AlphaLISA SureFire Ultra Human and Mouse High Specificity Total SMAD3 Detection Kit, 10,000 Assay Points
AlphaLISA Surefire Ultra Total Protein
AlphaLISA SureFire Ultra Human and Mouse High Specificity Total SMAD3 Detection Kit, 10,000 Assay Points
Product information
Overview
SMAD3 is an intracellular signal transducer and transcription factor that mediates TGF-β and activin signaling to regulate cell growth, differentiation, and extracellular matrix production. Upon TGF-β receptor activation, SMAD3 is phosphorylated, enabling formation of complexes with SMAD4 that translocate to the nucleus. The SMAD3/SMAD4 complex regulates transcription of genes including collagens, fibronectin, and cyclin-dependent kinase inhibitors. SMAD3 plays context-dependent roles as both a tumor suppressor and tumor promoter. Loss of SMAD3 contributes to colorectal cancer, while excessive SMAD3 activation drives pathological fibrosis in multiple organs.
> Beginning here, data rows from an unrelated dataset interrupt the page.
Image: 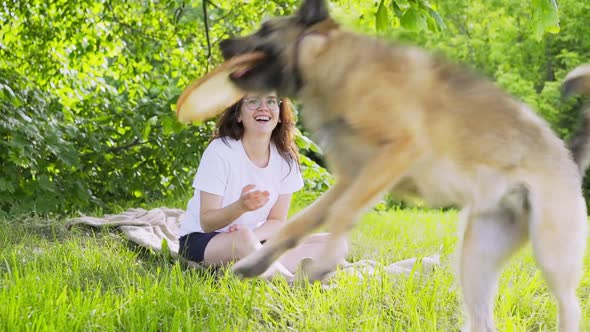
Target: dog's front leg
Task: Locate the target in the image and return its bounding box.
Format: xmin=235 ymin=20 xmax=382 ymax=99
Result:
xmin=232 ymin=177 xmax=348 ymax=278
xmin=304 ymin=140 xmax=420 ymax=281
The AlphaLISA SureFire Ultra Human and Mouse High Specificity Total SMAD3 is a sandwich immunoassay for the quantitative detection of total SMAD3 in cellular lysates, using Alpha Technology.
Formats:
- The HV (high volume) kit contains reagents to run 100 wells in 96-well format, using a 60 μL reaction volume.
- The 500-point kit contains enough reagents to run 500 wells in 384-well format, using a 20 μL reaction volume.
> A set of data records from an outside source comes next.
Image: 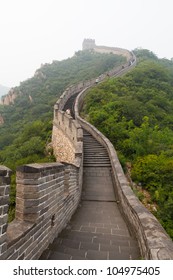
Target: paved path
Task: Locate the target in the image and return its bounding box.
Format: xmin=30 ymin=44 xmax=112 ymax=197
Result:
xmin=41 ymin=132 xmax=140 ymax=260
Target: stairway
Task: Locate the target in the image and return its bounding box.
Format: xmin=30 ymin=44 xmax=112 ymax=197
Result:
xmin=83 ymin=130 xmax=111 ymax=168
xmin=40 ymin=131 xmax=140 ymax=260
xmin=63 ymin=92 xmax=79 ymax=119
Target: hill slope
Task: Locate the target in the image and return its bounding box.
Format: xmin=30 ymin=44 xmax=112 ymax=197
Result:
xmin=0 ymin=51 xmax=125 ymax=170
xmin=0 ymin=85 xmax=10 ymax=97
xmin=83 ymin=50 xmax=173 ymax=238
- The 10,000-point kit contains enough reagents to run 10,000 wells in 384-well format, using a 20 μL reaction volume.
- The 50,000-point kit contains enough reagents to run 50,000 wells in 384-well format, using a 20 μL reaction volume.
AlphaLISA SureFire Ultra kits are compatible with:
- Cell and tissue lysates
- Antibody modulators
- Biotherapeutic antibodies
AlphaLISA SureFire Ultra kits can be used for:
- Cellular kinase assays
- Receptor activation studies
- High-throughput screening for preclinical studies
How it works
Total-AlphaLISA SureFire Ultra assay principle
The Total-AlphaLISA SureFire Ultra assay measures the expression level of a protein target in a cell lysate.
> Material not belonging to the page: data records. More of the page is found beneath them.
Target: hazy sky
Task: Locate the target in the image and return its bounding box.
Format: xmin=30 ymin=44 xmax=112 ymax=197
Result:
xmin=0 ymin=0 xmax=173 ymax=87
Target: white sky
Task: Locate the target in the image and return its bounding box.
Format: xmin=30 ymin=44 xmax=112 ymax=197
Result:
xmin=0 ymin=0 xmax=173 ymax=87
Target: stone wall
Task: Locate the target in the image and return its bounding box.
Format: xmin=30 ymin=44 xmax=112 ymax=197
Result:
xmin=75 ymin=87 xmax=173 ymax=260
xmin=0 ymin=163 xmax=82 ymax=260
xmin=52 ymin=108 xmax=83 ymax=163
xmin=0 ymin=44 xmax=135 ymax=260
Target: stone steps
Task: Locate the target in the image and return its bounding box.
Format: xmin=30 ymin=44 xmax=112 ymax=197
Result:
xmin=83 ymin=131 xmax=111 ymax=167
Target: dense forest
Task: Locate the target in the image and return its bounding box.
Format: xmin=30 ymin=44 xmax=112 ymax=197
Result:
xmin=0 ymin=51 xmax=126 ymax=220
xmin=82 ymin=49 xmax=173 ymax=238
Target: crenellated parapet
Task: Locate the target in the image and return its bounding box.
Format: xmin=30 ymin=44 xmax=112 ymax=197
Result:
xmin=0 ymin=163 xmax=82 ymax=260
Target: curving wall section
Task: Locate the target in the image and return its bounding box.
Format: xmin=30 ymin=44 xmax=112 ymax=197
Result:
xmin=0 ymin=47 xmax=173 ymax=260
The Total-AlphaLISA SureFire Ultra assay uses two antibodies which recognize two different distal epitopes on the targeted protein. AlphaLISA assays require two bead types: Acceptor and Donor beads. Acceptor beads are coated with a proprietary CaptSure™ agent to specifically immobilize the assay specific antibody, labeled with a CaptSure tag. Donor beads are coated with streptavidin to capture one of the detection antibodies, which is biotinylated. In the presence of targeted protein, the two antibodies bring the Donor and Acceptor beads in close proximity whereby the singlet oxygen transfers energy to excite the Acceptor bead, allowing the generation of a luminescent Alpha signal. The amount of light emission is directly proportional to the quantity of protein present in the sample.
Total-AlphaLISA SureFire Ultra two-plate assay protocol
The two-plate protocol involves culturing and treating the cells in a 96-well plate before lysis, then transferring lysates into a 384-well OptiPlate™ plate before the addition of Total-AlphaLISA SureFire Ultra detection reagents. This protocol permits the cells viability and confluence to be monitored. In addition, lysates from a single well can be used to measure multiple targets.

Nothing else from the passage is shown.